- Genre: Comedy; Crime; Mystery;
- Based on: Sherlock Holmes by Arthur Conan Doyle
- Written by: Kenneth Johnson
- Directed by: Kenneth Johnson
- Starring: Anthony Higgins; Debrah Farentino; Ken Pogue; Kerry Sandomirsky;
- Music by: James Di Pasquale
- Country of origin: United States
- Original language: English

Production
- Executive producers: Kenneth Johnson; Daniel Grodnik; Jon Slan;
- Cinematography: Ken Orieux
- Editor: David Strohmaier
- Running time: 96 minutes
- Production companies: Kenneth Johnson Productions; Paragon Entertainment Corporation;

Original release
- Network: CBS
- Release: September 12, 1993

= 1994 Baker Street: Sherlock Holmes Returns =

1993 television film directed by Kenneth Johnson

1994 Baker Street: Sherlock Holmes Returns, or Sherlock Holmes Returns! In The Adventure of the Tiger's Revenge and sometimes shortened to just Sherlock Holmes Returns, is a 1993 American television movie about the fictional detective Sherlock Holmes, starring Anthony Higgins as Holmes. In its title and basic premise, it is very similar to a 1987 TV movie, The Return of Sherlock Holmes, but the plot details of the two films are quite different.

==Plot==
Sherlock Holmes is awakened in modern times from suspended animation as a result of an earthquake. He is aided in his recovery by Dr. Amy Winslow, who lives in Baker Street in San Francisco. Holmes pits his wits against the descendants of the Moriarty family, led by James Moriarty Booth. He is also aided by a new group of Baker Street Irregulars led by Zapper.

==Cast==
- Anthony Higgins as Sherlock Holmes
- Debrah Farentino as Amy Winslow
- Ken Pogue as James Moriarty Booth
- Kerry Sandomirsky as Mrs. Ortega
- Mark Adair-Rios as Zapper

==Production==
It was written and directed by Kenneth Johnson, and was broadcast on CBS. Higgins had previously played Professor Moriarty in Young Sherlock Holmes (1985).

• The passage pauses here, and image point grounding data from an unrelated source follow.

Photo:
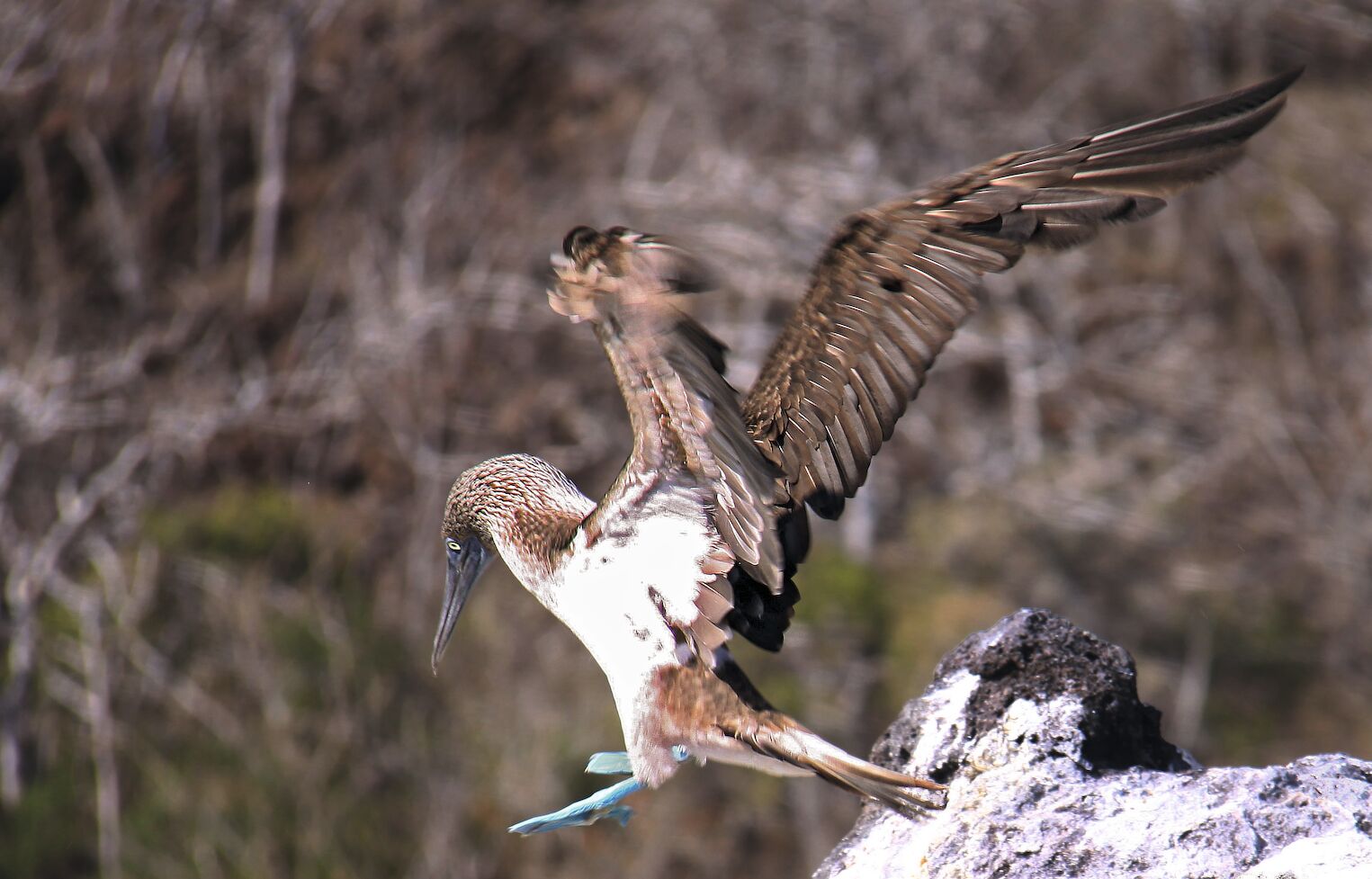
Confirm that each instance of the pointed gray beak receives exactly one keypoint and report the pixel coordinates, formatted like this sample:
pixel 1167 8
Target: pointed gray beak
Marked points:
pixel 464 567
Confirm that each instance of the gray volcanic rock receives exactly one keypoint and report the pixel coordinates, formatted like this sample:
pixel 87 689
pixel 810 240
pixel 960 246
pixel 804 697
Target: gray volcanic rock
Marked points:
pixel 1057 769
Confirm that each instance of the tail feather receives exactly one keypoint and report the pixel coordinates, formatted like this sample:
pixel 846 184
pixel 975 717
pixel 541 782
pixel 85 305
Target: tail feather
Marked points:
pixel 783 738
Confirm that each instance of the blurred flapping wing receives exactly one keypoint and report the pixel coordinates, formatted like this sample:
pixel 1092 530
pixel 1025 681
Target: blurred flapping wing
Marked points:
pixel 896 280
pixel 686 423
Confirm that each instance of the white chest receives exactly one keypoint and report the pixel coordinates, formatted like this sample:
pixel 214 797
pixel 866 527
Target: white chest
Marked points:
pixel 618 593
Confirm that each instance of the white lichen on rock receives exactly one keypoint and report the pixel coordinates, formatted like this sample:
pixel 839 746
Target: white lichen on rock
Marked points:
pixel 1055 769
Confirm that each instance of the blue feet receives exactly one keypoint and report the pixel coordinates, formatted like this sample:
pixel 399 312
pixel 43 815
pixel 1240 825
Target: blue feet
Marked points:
pixel 603 803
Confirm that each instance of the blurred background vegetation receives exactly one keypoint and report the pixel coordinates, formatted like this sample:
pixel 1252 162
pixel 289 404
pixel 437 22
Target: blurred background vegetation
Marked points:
pixel 271 276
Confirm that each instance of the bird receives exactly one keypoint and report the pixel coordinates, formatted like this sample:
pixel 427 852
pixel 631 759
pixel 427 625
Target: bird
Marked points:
pixel 702 534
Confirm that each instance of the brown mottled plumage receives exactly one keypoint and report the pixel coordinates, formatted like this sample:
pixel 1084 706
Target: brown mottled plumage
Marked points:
pixel 705 524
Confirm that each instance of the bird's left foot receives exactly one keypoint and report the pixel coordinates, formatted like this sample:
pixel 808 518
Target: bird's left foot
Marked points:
pixel 603 803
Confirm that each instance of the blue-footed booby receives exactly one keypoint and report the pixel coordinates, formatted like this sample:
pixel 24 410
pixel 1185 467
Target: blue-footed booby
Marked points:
pixel 700 535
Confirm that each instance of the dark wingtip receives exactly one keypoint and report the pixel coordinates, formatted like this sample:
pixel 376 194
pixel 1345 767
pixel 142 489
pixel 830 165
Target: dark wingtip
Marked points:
pixel 577 240
pixel 826 504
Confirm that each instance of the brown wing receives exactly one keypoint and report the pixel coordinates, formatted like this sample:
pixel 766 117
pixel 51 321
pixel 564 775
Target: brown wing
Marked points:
pixel 896 280
pixel 686 423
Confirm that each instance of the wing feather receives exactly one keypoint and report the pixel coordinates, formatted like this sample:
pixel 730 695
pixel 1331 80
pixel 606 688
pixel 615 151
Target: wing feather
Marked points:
pixel 898 280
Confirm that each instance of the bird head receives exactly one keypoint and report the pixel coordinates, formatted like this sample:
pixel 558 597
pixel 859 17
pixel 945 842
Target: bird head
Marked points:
pixel 515 507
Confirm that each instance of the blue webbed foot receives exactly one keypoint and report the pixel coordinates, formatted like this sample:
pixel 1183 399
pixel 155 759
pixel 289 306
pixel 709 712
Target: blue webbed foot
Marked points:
pixel 603 803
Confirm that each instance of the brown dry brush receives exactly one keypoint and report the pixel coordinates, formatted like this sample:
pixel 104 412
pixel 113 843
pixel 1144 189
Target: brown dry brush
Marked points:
pixel 272 274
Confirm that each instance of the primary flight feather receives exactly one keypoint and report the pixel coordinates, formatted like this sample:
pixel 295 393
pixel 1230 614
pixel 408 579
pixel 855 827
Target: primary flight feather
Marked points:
pixel 702 533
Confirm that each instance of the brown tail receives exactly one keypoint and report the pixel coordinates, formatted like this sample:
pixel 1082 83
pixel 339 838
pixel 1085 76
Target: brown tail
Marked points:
pixel 781 738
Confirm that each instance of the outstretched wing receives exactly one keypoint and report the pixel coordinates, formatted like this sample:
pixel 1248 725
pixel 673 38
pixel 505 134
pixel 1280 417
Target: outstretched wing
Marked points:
pixel 896 280
pixel 686 423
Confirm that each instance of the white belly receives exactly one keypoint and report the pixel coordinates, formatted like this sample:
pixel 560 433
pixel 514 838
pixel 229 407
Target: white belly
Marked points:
pixel 608 594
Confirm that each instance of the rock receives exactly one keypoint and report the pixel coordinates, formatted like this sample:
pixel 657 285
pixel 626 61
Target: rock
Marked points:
pixel 1055 768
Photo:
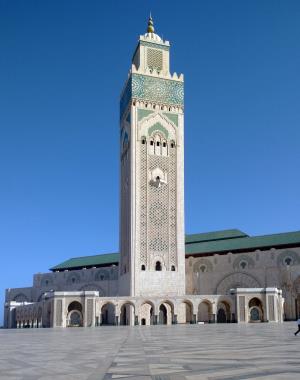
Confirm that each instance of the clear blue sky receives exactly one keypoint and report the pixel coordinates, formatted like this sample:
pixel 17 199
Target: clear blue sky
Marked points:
pixel 62 67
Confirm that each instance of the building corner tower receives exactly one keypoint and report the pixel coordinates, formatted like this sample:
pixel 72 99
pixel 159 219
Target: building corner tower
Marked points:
pixel 152 250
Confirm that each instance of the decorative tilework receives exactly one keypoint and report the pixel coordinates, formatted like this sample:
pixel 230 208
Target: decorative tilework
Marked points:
pixel 126 97
pixel 153 45
pixel 143 113
pixel 157 89
pixel 158 127
pixel 172 117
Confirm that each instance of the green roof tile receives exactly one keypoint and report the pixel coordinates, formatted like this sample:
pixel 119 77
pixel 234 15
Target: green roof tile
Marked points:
pixel 88 261
pixel 243 243
pixel 216 235
pixel 198 244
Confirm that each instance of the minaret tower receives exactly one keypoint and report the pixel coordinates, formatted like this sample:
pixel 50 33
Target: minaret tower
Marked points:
pixel 152 250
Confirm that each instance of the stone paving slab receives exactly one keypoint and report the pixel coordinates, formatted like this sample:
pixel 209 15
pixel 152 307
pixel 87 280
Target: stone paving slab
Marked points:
pixel 183 352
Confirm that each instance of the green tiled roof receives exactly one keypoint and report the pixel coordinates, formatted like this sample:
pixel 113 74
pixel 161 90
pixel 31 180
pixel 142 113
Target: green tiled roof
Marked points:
pixel 243 243
pixel 216 235
pixel 198 244
pixel 88 261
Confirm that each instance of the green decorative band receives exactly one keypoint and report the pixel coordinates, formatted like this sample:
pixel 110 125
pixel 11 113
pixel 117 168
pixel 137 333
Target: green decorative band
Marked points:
pixel 153 45
pixel 159 90
pixel 126 97
pixel 172 117
pixel 158 127
pixel 143 113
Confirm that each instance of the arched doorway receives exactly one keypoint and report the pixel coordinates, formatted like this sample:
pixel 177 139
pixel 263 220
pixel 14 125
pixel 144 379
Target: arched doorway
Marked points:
pixel 204 311
pixel 163 315
pixel 108 314
pixel 146 313
pixel 127 314
pixel 188 311
pixel 166 313
pixel 256 313
pixel 223 314
pixel 75 318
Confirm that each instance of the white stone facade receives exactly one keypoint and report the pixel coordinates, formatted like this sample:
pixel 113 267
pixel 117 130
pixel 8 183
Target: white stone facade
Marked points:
pixel 152 175
pixel 157 279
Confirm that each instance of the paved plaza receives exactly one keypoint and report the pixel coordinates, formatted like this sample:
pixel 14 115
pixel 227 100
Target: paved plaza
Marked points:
pixel 193 352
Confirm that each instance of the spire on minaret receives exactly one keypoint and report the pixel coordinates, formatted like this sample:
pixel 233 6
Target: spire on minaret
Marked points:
pixel 150 28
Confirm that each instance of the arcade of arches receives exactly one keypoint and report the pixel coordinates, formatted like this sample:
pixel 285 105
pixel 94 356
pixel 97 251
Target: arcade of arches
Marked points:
pixel 86 309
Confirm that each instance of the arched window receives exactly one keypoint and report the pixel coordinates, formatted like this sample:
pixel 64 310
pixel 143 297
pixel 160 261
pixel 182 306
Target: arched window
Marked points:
pixel 288 261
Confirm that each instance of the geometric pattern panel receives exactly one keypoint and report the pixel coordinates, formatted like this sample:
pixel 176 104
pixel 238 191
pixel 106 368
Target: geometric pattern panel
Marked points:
pixel 154 59
pixel 157 89
pixel 236 280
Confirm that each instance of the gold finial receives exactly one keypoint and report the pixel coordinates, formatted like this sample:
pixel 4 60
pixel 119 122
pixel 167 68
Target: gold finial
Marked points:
pixel 150 28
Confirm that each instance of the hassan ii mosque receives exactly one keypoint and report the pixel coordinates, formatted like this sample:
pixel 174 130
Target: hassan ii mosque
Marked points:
pixel 161 275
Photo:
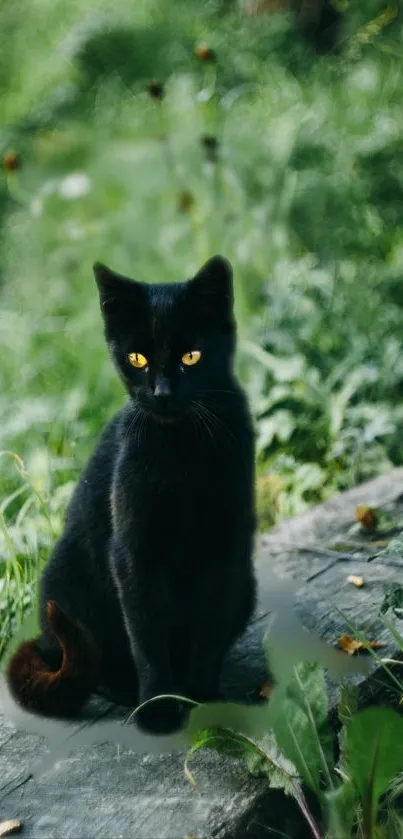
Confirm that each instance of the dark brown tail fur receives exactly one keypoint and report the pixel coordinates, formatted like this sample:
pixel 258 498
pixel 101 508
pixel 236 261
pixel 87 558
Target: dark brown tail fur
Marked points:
pixel 62 692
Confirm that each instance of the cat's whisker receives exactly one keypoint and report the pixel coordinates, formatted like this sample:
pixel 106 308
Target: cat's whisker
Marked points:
pixel 217 421
pixel 203 419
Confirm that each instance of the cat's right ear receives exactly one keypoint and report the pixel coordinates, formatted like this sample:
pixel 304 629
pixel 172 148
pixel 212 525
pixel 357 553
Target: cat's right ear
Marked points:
pixel 115 291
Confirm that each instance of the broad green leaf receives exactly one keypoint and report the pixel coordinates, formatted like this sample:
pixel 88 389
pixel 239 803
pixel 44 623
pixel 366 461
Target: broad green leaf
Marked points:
pixel 301 729
pixel 261 759
pixel 374 756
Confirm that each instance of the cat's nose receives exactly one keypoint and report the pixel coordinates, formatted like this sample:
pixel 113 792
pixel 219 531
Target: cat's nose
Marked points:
pixel 162 387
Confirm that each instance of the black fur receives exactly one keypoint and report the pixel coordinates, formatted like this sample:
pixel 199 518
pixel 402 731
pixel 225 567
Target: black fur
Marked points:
pixel 156 557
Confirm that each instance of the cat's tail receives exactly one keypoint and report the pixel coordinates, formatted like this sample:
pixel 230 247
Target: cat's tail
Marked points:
pixel 62 692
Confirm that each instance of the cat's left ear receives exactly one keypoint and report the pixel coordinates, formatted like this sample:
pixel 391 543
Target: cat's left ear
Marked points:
pixel 213 288
pixel 115 290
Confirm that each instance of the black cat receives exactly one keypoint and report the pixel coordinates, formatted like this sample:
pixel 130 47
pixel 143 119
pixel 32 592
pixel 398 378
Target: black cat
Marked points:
pixel 152 580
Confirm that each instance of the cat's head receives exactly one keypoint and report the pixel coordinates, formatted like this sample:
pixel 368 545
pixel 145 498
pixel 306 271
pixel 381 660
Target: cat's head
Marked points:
pixel 171 343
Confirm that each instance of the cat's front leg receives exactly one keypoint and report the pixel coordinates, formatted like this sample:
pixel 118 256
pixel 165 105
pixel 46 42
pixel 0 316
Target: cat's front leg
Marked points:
pixel 146 610
pixel 225 604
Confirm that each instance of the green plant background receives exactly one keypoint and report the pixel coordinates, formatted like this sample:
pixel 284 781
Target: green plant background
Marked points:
pixel 305 199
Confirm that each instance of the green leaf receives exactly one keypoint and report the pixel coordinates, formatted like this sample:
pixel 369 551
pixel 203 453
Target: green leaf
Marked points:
pixel 374 756
pixel 301 729
pixel 341 806
pixel 261 759
pixel 393 600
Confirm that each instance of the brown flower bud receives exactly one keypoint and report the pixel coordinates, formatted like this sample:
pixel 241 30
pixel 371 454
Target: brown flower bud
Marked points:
pixel 367 516
pixel 11 161
pixel 204 53
pixel 210 145
pixel 156 90
pixel 185 201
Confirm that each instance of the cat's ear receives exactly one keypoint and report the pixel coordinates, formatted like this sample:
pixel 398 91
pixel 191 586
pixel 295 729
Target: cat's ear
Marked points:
pixel 212 288
pixel 115 290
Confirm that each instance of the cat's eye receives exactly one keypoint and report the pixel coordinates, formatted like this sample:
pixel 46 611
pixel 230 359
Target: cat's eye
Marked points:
pixel 191 358
pixel 138 360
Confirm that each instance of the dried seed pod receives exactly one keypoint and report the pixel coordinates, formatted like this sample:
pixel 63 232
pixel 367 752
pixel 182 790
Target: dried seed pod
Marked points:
pixel 367 516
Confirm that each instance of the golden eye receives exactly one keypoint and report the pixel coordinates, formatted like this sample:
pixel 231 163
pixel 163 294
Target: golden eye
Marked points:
pixel 191 358
pixel 138 360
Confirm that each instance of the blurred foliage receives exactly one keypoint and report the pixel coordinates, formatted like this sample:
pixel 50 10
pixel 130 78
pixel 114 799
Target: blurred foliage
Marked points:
pixel 303 192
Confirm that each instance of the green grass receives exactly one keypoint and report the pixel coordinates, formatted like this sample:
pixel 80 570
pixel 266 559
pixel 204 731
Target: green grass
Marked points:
pixel 305 200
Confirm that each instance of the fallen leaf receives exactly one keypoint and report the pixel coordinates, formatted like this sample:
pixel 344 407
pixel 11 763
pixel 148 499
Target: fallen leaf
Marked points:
pixel 351 645
pixel 10 826
pixel 266 690
pixel 367 516
pixel 358 582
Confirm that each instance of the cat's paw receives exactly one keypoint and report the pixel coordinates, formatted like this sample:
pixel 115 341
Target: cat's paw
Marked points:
pixel 162 716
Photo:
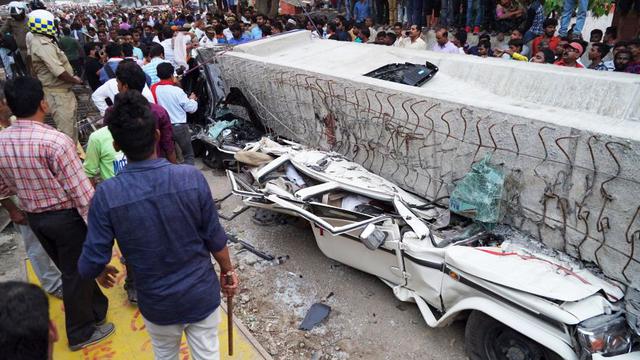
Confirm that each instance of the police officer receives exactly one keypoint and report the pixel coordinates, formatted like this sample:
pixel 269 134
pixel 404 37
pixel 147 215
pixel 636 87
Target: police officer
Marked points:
pixel 16 25
pixel 51 66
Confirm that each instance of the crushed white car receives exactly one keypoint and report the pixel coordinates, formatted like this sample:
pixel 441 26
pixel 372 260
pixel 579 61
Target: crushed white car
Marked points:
pixel 521 299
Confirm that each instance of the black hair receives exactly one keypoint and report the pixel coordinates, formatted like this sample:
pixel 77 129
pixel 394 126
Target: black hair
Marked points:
pixel 392 36
pixel 167 33
pixel 113 50
pixel 516 42
pixel 165 71
pixel 461 35
pixel 602 48
pixel 549 56
pixel 130 74
pixel 156 50
pixel 127 50
pixel 24 95
pixel 24 321
pixel 132 125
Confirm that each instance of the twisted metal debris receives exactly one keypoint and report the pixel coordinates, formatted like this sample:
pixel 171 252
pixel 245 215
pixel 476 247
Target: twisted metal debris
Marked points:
pixel 574 190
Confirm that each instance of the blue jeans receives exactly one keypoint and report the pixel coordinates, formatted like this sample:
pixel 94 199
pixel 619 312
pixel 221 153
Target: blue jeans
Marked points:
pixel 46 271
pixel 567 11
pixel 478 7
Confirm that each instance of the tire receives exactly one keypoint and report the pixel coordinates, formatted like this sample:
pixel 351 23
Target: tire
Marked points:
pixel 488 339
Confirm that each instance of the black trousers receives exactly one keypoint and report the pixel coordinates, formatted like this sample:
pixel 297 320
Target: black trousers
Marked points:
pixel 62 235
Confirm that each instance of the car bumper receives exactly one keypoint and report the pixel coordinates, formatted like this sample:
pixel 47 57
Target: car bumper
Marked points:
pixel 630 356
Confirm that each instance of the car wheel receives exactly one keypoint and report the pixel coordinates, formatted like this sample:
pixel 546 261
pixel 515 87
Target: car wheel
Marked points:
pixel 489 339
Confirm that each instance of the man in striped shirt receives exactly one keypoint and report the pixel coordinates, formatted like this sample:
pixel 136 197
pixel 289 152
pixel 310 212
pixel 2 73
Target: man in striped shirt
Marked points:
pixel 40 166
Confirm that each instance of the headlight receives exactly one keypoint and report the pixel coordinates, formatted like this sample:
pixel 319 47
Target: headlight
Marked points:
pixel 606 334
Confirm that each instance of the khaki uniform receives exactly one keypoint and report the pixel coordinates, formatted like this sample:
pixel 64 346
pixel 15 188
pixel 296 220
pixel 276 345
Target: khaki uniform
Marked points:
pixel 48 62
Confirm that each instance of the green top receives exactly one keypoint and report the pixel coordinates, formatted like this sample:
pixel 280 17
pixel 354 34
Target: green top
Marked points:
pixel 101 158
pixel 70 46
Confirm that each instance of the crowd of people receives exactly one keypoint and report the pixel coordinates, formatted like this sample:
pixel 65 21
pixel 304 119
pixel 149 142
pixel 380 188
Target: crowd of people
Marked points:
pixel 131 58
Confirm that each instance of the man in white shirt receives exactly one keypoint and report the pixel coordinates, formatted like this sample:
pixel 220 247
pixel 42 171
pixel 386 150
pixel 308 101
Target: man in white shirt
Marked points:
pixel 173 99
pixel 109 90
pixel 414 41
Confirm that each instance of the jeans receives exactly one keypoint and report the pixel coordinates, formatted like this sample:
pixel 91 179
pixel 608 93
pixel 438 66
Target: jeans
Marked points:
pixel 478 7
pixel 202 338
pixel 45 269
pixel 182 137
pixel 62 235
pixel 567 11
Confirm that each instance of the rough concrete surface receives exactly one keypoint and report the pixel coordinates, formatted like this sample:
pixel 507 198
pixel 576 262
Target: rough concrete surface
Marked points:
pixel 571 163
pixel 366 320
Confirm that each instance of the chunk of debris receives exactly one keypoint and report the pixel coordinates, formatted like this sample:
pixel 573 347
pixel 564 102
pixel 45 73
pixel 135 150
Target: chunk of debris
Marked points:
pixel 315 315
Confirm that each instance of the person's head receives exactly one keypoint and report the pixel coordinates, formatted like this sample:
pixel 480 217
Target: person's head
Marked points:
pixel 102 36
pixel 414 32
pixel 559 50
pixel 129 76
pixel 133 126
pixel 167 32
pixel 25 98
pixel 621 60
pixel 368 22
pixel 442 36
pixel 165 71
pixel 259 19
pixel 634 49
pixel 572 52
pixel 515 45
pixel 397 29
pixel 484 48
pixel 364 34
pixel 619 45
pixel 236 31
pixel 610 35
pixel 516 34
pixel 26 332
pixel 598 51
pixel 113 50
pixel 596 36
pixel 92 49
pixel 543 57
pixel 460 38
pixel 549 27
pixel 127 50
pixel 157 51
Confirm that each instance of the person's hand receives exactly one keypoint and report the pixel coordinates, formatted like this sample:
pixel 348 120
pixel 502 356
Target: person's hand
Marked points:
pixel 18 216
pixel 229 289
pixel 108 277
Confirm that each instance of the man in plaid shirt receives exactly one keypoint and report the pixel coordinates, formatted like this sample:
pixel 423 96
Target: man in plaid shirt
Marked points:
pixel 40 165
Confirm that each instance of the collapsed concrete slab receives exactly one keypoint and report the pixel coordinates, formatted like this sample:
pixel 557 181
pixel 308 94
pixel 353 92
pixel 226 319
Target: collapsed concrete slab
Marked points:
pixel 568 138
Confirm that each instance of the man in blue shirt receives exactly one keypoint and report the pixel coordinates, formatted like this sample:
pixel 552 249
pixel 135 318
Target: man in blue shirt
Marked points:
pixel 167 227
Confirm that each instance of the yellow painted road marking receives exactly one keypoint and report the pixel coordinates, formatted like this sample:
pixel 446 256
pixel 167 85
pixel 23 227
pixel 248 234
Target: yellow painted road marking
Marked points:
pixel 131 340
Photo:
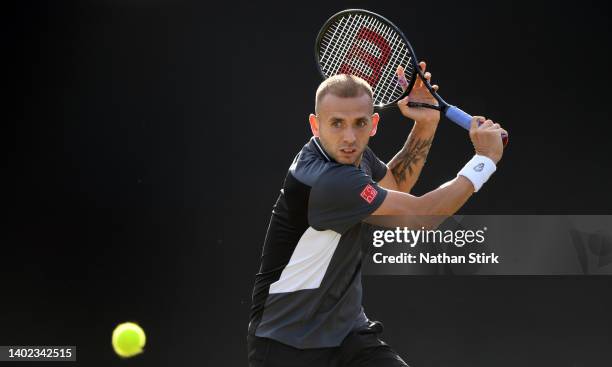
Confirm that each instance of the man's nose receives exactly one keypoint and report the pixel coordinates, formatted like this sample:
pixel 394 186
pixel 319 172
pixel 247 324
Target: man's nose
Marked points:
pixel 349 136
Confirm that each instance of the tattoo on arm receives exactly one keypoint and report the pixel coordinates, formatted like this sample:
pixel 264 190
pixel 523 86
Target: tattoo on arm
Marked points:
pixel 414 151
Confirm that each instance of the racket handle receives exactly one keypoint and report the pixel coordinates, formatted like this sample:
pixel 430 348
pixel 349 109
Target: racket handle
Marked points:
pixel 463 119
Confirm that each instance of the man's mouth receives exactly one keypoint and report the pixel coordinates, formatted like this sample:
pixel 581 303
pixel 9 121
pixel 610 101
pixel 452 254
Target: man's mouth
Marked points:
pixel 348 150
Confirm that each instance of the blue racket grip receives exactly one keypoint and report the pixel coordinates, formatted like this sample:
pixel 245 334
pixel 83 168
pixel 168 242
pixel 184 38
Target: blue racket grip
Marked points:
pixel 463 119
pixel 459 117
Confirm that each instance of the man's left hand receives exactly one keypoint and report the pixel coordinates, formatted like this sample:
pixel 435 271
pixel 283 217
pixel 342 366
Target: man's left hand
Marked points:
pixel 419 93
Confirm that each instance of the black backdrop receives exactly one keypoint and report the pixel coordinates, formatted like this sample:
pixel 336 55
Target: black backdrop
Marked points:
pixel 151 138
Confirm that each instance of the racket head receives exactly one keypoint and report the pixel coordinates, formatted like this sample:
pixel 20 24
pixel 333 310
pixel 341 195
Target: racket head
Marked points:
pixel 368 45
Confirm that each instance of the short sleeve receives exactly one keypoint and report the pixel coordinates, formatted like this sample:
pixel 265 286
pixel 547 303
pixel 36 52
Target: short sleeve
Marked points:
pixel 378 167
pixel 341 197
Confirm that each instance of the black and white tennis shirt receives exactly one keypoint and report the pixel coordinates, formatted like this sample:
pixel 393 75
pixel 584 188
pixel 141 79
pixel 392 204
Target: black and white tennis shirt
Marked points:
pixel 307 293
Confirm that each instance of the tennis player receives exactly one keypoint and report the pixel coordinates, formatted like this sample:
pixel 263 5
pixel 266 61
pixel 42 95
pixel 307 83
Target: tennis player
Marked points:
pixel 307 295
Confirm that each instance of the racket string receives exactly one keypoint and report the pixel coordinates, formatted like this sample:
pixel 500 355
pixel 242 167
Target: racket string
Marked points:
pixel 366 54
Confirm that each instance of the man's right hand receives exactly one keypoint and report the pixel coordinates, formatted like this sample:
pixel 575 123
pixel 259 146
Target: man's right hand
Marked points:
pixel 486 137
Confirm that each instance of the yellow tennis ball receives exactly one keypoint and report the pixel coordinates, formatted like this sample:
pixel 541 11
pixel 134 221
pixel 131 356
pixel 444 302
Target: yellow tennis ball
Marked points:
pixel 128 339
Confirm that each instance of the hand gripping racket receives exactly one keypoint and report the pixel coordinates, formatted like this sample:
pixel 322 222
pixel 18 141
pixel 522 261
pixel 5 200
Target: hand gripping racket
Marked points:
pixel 367 45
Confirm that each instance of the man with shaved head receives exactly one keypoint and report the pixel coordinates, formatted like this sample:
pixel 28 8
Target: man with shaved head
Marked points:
pixel 307 295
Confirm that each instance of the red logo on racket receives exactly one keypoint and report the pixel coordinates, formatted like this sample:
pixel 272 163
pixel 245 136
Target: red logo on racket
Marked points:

The television film was intended to lead to an ongoing series featuring Sherlock Holmes and Doctor Winslow.

==Reception==
Variety described the film as "derivative premise, thin content and production values, awkward dialogue...and consistent overacting."

== Home media ==
The film was released on DVD in Germany for Region 2 by PIDAX FILM.

==Novelisation==
In 2022, the film's writer-director Kenneth Johnson released a novel based on the film entitled Holmes Coming, with the setting updated to the 2020s.